May 18th, 2008 · 1 Comment · Destination Marketing

“You’re 5 years ahead of your time.” That’s what someone told me when I suggested adding a “blog” to our site. Heck, I wanted to use it exclusively as the Content Management System. Maybe if I get someone else to sing this tune, it will be more effective.

SEOmoz Whiteboard Friday-Blogging for Higher Rankings from Scott Willoughby on Vimeo.

Don’t let Rand’s 5 points fool you into thinking this is easy (one for every year I’m too far ahead).
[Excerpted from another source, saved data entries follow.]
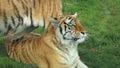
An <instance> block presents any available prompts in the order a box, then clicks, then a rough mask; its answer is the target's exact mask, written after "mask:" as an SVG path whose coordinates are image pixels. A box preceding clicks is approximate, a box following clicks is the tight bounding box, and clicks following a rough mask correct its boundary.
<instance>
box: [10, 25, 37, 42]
mask: <svg viewBox="0 0 120 68" xmlns="http://www.w3.org/2000/svg"><path fill="white" fill-rule="evenodd" d="M21 28H22V27H21ZM36 28H37V27H33V26H30V27H27V28H24V29H23V30H21V31H16V32H15V33H11V34H9V36H8V39H9V40H11V41H12V40H17V39H20V38H22V37H23V36H24V35H26V34H27V33H29V32H32V31H33V30H34V29H36Z"/></svg>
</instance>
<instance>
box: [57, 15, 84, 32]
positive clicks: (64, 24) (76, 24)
mask: <svg viewBox="0 0 120 68" xmlns="http://www.w3.org/2000/svg"><path fill="white" fill-rule="evenodd" d="M69 19H73V20H72V22H73V23H74V24H75V25H74V28H73V29H75V30H78V31H85V29H84V27H83V26H82V24H81V23H80V20H79V19H78V18H77V17H73V16H72V15H67V16H64V17H61V18H59V25H60V26H61V27H64V25H65V24H66V23H67V22H66V20H69ZM67 24H68V25H69V24H70V23H69V22H68V23H67Z"/></svg>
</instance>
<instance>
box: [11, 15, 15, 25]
mask: <svg viewBox="0 0 120 68" xmlns="http://www.w3.org/2000/svg"><path fill="white" fill-rule="evenodd" d="M11 20H12V24H14V26H15V20H14V18H13V16H11Z"/></svg>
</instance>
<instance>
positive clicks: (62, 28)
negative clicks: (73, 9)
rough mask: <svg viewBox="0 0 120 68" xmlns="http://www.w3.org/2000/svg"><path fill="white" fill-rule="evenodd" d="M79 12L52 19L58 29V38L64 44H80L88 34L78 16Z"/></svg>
mask: <svg viewBox="0 0 120 68" xmlns="http://www.w3.org/2000/svg"><path fill="white" fill-rule="evenodd" d="M76 17H77V13H75V14H74V15H68V16H64V17H61V18H57V19H53V18H52V19H51V23H52V24H53V26H54V28H55V31H56V38H57V40H58V41H59V42H61V43H62V44H67V45H71V44H74V45H78V44H79V43H81V42H83V41H84V40H85V38H86V36H87V34H86V31H85V29H84V27H83V26H82V25H81V24H80V22H79V20H78V19H77V18H76Z"/></svg>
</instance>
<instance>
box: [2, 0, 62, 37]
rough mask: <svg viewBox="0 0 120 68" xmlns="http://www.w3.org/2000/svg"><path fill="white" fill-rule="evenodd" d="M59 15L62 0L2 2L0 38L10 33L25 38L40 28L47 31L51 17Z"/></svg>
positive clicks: (59, 14)
mask: <svg viewBox="0 0 120 68" xmlns="http://www.w3.org/2000/svg"><path fill="white" fill-rule="evenodd" d="M59 15H62V4H61V0H0V36H2V35H7V34H10V33H15V34H16V36H19V35H22V34H23V35H22V36H24V35H25V34H27V33H29V32H31V31H32V30H33V29H35V27H38V26H41V27H44V28H45V29H46V28H47V27H48V25H49V19H50V17H51V16H52V17H57V16H59ZM28 29H30V30H28ZM19 33H20V34H19ZM22 36H19V37H22ZM19 37H18V38H19ZM16 38H17V37H16Z"/></svg>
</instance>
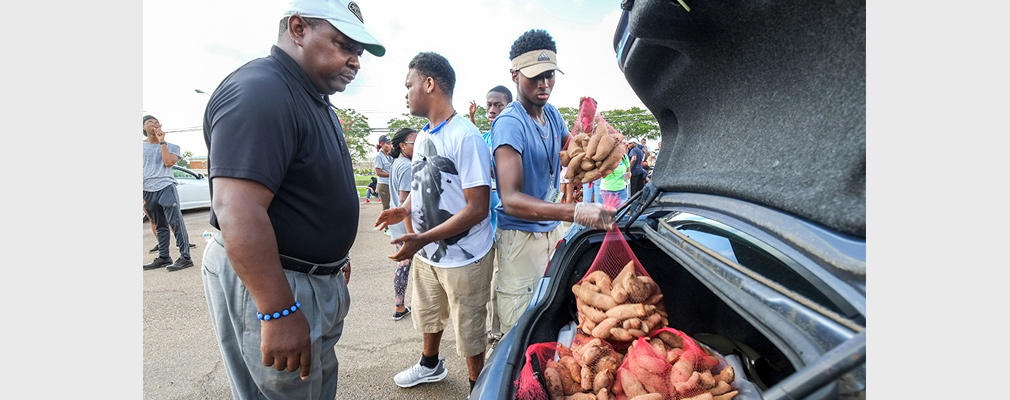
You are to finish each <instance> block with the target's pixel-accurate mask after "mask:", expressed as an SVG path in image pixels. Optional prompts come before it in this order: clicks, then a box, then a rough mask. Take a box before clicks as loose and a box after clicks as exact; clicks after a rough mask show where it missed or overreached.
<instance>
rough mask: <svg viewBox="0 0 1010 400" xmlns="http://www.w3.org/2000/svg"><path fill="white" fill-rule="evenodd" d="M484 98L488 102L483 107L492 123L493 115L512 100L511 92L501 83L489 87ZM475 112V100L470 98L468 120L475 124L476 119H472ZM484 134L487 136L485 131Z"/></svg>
mask: <svg viewBox="0 0 1010 400" xmlns="http://www.w3.org/2000/svg"><path fill="white" fill-rule="evenodd" d="M486 98H487V101H488V102H487V106H486V108H485V109H486V110H487V113H488V123H494V122H495V117H496V116H498V114H499V113H501V112H502V109H503V108H505V106H506V105H508V103H511V102H512V92H511V91H509V90H508V88H506V87H504V86H502V85H498V86H495V87H493V88H491V90H489V91H488V94H487V96H486ZM476 114H477V102H476V101H474V100H471V101H470V122H472V123H474V124H475V125H476V124H477V120H476V119H474V115H476ZM484 135H485V137H487V133H486V132H485V134H484Z"/></svg>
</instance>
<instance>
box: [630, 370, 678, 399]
mask: <svg viewBox="0 0 1010 400" xmlns="http://www.w3.org/2000/svg"><path fill="white" fill-rule="evenodd" d="M631 371H632V372H633V373H634V375H635V377H637V378H638V381H639V382H641V386H642V387H643V388H645V391H646V392H648V393H668V390H667V388H668V387H669V386H668V383H667V380H666V379H664V378H663V377H662V376H659V375H655V374H652V373H651V372H649V371H648V370H645V369H644V368H641V367H637V368H632V370H631Z"/></svg>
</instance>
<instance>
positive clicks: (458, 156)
mask: <svg viewBox="0 0 1010 400" xmlns="http://www.w3.org/2000/svg"><path fill="white" fill-rule="evenodd" d="M407 71H408V72H407V79H406V82H405V86H406V88H407V95H406V97H407V106H408V107H409V108H410V114H411V115H415V116H421V117H424V118H427V120H428V123H427V124H426V125H424V127H422V128H421V131H420V132H419V133H417V137H416V138H415V142H414V155H413V162H412V171H413V179H414V180H413V183H412V185H411V190H410V197H408V198H407V200H406V202H405V203H404V204H403V205H401V206H400V207H396V208H390V209H388V210H385V211H383V212H382V213H380V214H379V218H378V219H377V220H376V226H379V227H382V226H385V225H387V224H389V223H396V222H400V221H402V220H403V219H404V218H407V217H408V216H409V217H411V218H412V219H411V221H410V223H411V226H412V228H413V229H414V231H415V233H407V234H404V235H402V236H400V237H398V238H396V239H393V241H392V242H393V243H394V244H402V246H401V247H400V249H399V251H398V252H397V253H396V254H394V255H393V256H390V258H391V259H393V260H394V261H401V260H406V259H409V258H411V257H413V258H414V260H413V265H412V266H411V267H410V277H411V281H412V282H413V285H412V287H411V294H412V296H411V304H412V305H413V309H412V311H411V319H412V321H413V322H414V328H415V329H417V330H418V331H420V332H421V333H422V346H421V358H420V360H418V362H417V364H414V365H413V366H411V367H410V368H408V369H406V370H404V371H403V372H400V373H399V374H396V376H394V377H393V382H394V383H395V384H396V385H397V386H399V387H403V388H408V387H412V386H416V385H419V384H423V383H428V382H437V381H441V380H443V379H445V377H446V376H448V370H447V369H446V368H445V363H444V360H443V359H439V358H438V347H439V344H440V342H441V336H442V332H444V330H445V323H446V321H447V320H449V319H450V320H451V322H452V328H453V331H456V349H457V354H458V355H460V357H462V358H464V359H466V360H467V372H468V374H467V375H468V376H469V377H470V388H471V390H473V388H474V383H476V382H477V377H478V376H479V375H480V373H481V370H482V369H483V368H484V353H485V351H486V345H487V340H486V338H485V320H486V318H487V307H486V305H487V303H488V298H489V297H490V295H491V273H492V271H491V269H492V260H491V259H492V256H491V247H492V245H493V244H494V242H493V233H494V232H493V231H492V230H491V217H490V214H489V212H488V202H489V199H490V197H491V152H490V151H489V148H488V145H487V143H486V142H485V141H484V139H483V138H482V137H481V132H480V130H478V129H477V126H475V125H474V124H473V123H471V122H470V121H469V120H467V119H466V118H461V117H456V115H457V114H456V111H455V110H453V109H452V89H453V87H455V86H456V72H455V71H452V67H451V66H450V65H449V63H448V61H447V60H445V58H444V57H442V56H440V55H438V54H435V53H420V54H418V55H417V56H415V57H414V59H413V60H411V61H410V64H409V65H408V67H407Z"/></svg>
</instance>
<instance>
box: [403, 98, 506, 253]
mask: <svg viewBox="0 0 1010 400" xmlns="http://www.w3.org/2000/svg"><path fill="white" fill-rule="evenodd" d="M426 128H427V129H421V131H420V132H417V136H416V137H415V138H414V156H413V158H412V159H411V160H412V163H411V171H412V178H413V181H412V182H411V189H410V206H411V225H412V226H413V227H414V231H415V232H417V233H423V232H425V231H428V230H430V229H432V228H434V227H435V226H437V225H439V224H441V223H442V222H445V221H446V220H447V219H448V218H450V217H452V215H456V214H457V213H459V212H460V211H461V210H463V208H464V207H466V206H467V198H466V196H465V195H464V192H463V191H464V189H470V188H477V187H481V186H483V187H484V189H485V190H489V191H490V188H491V152H490V149H489V148H488V144H487V143H486V142H484V140H483V138H482V137H481V132H480V130H478V129H477V126H474V124H473V123H472V122H470V120H469V119H467V118H461V117H459V116H456V117H453V118H450V119H449V120H448V121H447V122H446V123H445V124H443V125H441V126H434V127H432V126H426ZM493 244H494V231H492V230H491V217H490V215H488V216H486V217H485V218H484V219H483V220H481V221H480V222H478V223H477V224H476V225H474V226H471V227H470V228H468V229H466V230H464V231H462V232H460V233H458V234H455V235H452V236H449V237H446V238H444V239H441V240H437V241H434V242H431V243H428V244H426V245H425V246H424V247H422V248H421V249H420V251H418V252H417V255H416V256H417V257H418V258H420V259H421V260H422V261H424V262H425V263H427V264H430V265H432V266H434V267H439V268H456V267H464V266H467V265H469V264H471V263H474V262H476V261H478V260H480V259H481V258H482V257H484V256H485V255H487V254H488V251H490V249H491V246H492V245H493Z"/></svg>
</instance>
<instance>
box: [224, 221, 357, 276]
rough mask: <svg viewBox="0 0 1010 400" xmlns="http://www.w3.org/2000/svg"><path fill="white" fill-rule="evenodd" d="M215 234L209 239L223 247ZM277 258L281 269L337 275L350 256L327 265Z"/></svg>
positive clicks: (347, 262)
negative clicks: (211, 238)
mask: <svg viewBox="0 0 1010 400" xmlns="http://www.w3.org/2000/svg"><path fill="white" fill-rule="evenodd" d="M216 233H217V234H214V235H212V236H211V237H212V238H213V239H214V241H216V242H217V243H218V244H221V246H222V247H223V246H224V242H223V241H221V239H220V238H219V237H218V236H220V232H216ZM279 256H281V268H283V269H285V270H289V271H294V272H300V273H302V274H309V275H333V274H339V273H341V272H343V268H344V267H346V266H347V263H350V256H346V257H344V258H343V259H342V260H340V261H338V262H335V263H327V264H314V263H309V262H307V261H304V260H298V259H295V258H293V257H288V256H285V255H279Z"/></svg>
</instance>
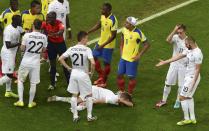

  1. “Install” your “blog” in a sub-folder. I totally agree. My testing has shown that sub-domains are useless. Use those if you want to have a throw-away temporary microsite with no SEO value. Avoid the use of “/blog”. I hate the term “blog” because of the baggage it carries. Even though Rand uses that as an example, try to be a little more creative and get out of the “blog” box. If you are a marketer, then I’m sure you can come up with something more useful as a folder name. Think of it as a virtual place, rather than a diary. Installing a blog doesn’t mean starting a Blogger account with a link to your site on the profile.
  2. Top-level Navigation. By all means, integrate your new feature into the rest of your site. Wait, I think that should go the other way. Better yet, use your new CMS and templating function to redesign your site’s information architecture. This is the best way for you to become intimately familiar with all the nooks and crannies of your website.
  3. Keep it subtle. Stop doing the hard sell. Heck, stop doing even the soft sell. I think most people are smart enough to identify a B2C website. The trick is to make them want to read it like it is a C2C site, and/or because of its great content. Use your content, your interaction, and your link-love to help your customers understand and embrace your brand. Marketers who don’t understand the definition of SPLOG or FLOG should stop now. We don’t need any more spammy sites.
  4. Spread out good content. It’s all about links – to and from your own content, but also with the world at-large. This is how Link Juice is made. A good website is easy to navigate because it’s information architecture makes it so. A good blog helps readers find what they want by having a human point to what is relevant.
  5. Linkbait. Do it, do it right. Here’s my favorite new term that I created – “Destination-specific Linkbait“. Look, it’s not rocket-science. Think practical, think entertaining, something you would pass along to a friend. Bait is designed to be attractive, and it targets a specific fish. Will you have a feeding-frenzy?